Gera­de dann, wenn wir fest­stel­len, dass es kei­ne Dif­fe­ren­zen in Lehr­fra­gen gibt, gibt es eigent­lich kei­nen Grund, eine eige­ne Kir­che zu sein. Dies gilt ins­be­son­de­re, wenn die Aner­kennt­nis ande­rer so weit reicht wie in der EmK: Wenn also das Abend­mahl eine Ein­la­dung Chris­ti an die, die sich nach Gemein­schaft mit ihm seh­nen, ist, dann ist auch die Tau­fe (ins­be­son­de­re unter Beto­ung der vor­aus­lau­fen­den Gna­de) eine Tau­fe ohne Glied­schaft.

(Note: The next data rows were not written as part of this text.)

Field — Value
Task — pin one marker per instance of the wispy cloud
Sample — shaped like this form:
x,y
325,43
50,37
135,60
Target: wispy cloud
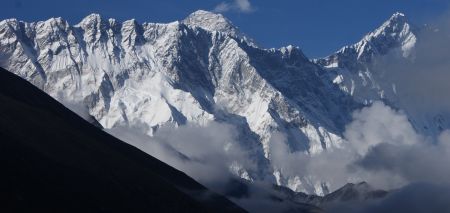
x,y
243,6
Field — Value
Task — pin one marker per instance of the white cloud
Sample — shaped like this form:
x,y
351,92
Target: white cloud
x,y
243,6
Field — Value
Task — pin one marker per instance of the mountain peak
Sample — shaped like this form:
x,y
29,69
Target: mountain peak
x,y
397,16
210,21
91,19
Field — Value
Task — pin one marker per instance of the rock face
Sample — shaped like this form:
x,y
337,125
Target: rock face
x,y
203,69
54,161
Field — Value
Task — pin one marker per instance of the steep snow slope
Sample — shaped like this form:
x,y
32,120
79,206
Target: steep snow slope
x,y
54,161
361,70
204,69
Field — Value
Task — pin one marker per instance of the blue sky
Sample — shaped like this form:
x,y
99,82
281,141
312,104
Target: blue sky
x,y
319,27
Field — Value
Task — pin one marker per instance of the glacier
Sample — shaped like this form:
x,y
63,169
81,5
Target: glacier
x,y
203,69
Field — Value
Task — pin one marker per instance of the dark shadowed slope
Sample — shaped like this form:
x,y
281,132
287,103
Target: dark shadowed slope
x,y
54,161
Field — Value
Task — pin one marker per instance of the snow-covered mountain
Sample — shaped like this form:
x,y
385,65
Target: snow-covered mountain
x,y
201,69
361,71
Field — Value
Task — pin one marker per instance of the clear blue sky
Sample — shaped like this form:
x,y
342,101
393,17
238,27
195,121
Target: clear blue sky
x,y
319,27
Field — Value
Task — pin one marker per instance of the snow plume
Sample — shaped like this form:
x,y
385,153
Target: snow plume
x,y
210,154
243,6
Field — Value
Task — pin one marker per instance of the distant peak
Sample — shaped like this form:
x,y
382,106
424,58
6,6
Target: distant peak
x,y
91,19
202,12
210,21
397,15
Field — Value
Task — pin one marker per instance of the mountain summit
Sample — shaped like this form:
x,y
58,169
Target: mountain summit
x,y
148,75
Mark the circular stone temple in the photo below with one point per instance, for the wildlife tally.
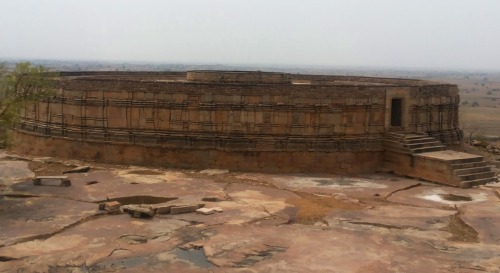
(257, 121)
(237, 76)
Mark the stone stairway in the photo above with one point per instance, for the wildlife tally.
(472, 171)
(419, 155)
(411, 143)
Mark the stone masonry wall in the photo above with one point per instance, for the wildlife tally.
(324, 127)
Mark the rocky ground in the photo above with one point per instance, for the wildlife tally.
(270, 222)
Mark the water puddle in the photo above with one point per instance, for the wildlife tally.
(140, 199)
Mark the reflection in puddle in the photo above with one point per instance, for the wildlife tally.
(194, 256)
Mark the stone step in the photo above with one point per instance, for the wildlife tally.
(472, 170)
(418, 140)
(477, 159)
(477, 182)
(458, 166)
(428, 149)
(476, 176)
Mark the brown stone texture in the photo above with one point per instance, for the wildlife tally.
(236, 120)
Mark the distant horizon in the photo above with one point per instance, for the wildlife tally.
(403, 34)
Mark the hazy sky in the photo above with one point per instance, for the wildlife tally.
(395, 33)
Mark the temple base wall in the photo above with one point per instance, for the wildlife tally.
(115, 153)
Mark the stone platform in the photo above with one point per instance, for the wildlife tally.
(270, 223)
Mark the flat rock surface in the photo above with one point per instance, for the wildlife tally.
(270, 222)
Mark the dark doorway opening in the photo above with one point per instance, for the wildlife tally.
(397, 112)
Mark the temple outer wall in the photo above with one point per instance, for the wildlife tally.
(331, 126)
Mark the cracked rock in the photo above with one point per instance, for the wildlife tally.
(81, 169)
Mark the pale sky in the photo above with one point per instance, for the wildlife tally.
(440, 34)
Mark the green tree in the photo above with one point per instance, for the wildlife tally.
(24, 84)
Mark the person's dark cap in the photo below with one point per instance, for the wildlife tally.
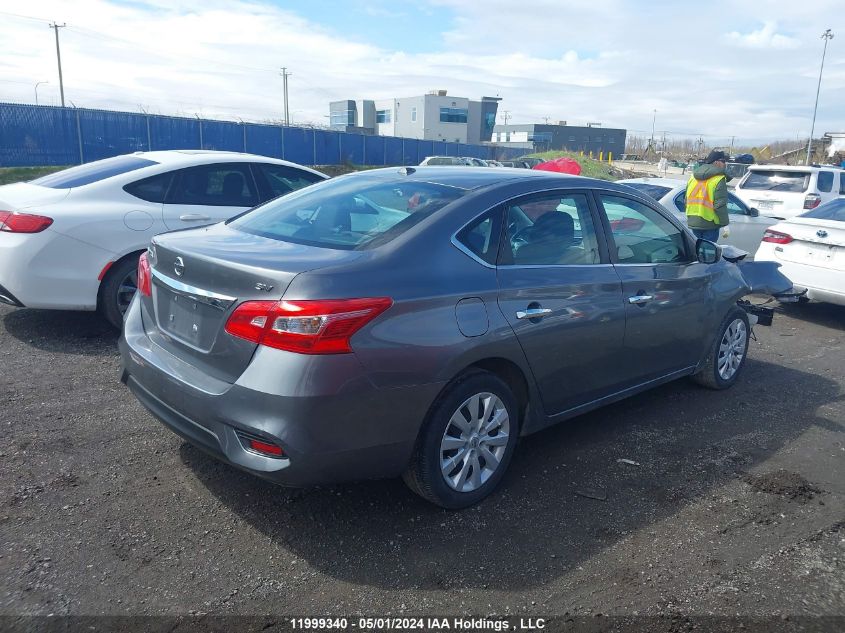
(715, 155)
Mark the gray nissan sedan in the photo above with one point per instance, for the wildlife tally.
(417, 321)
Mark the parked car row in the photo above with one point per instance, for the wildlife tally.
(71, 240)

In der EmK gibt es die Tau­fe von Kin­dern, die dann, wenn sie glau­ben und reli­gi­ons­mün­dig sind, sich in die Glied­schaft auf­neh­men las­sen kön­nen. Es gibt aber auch die Tau­fe reli­gi­ons­mün­di­ger Men­schen, die dann die Auf­nah­me in die Glied­schaft einschließt.

Wenn es so ist: Glau­be und Abend­mahl fin­den in vie­len (fast allen) christ­li­chen Kir­chen statt. War­um bedarf es dann einer wei­te­ren bzw. über­haupt einer spe­zi­el­len? Die Pre­digt des Wor­tes Got­tes ist auch in ver­mut­lich allen christ­li­chen Kir­chen zu fin­den. Gebraucht wird das alles, klar. Das kon­sti­tu­iert noch kei­ne Kir­che oder begrün­det ihre Notwendigkeit.

Kon­kre­te Gemein­schaft mit ande­ren braucht es m.E. schon. Not­falls vir­tu­ell, bes­ser aber mit kon­kre­ten ande­ren am glei­chen Orte. Das aber ist in der Fami­lie, in einem Haus­kreis oder der­glei­chen heu­te auch gut öku­me­nisch mög­lich. – Ich mer­ke: Hier muss ich wei­ter drü­ber nach­den­ken. Aber nicht mehr heute.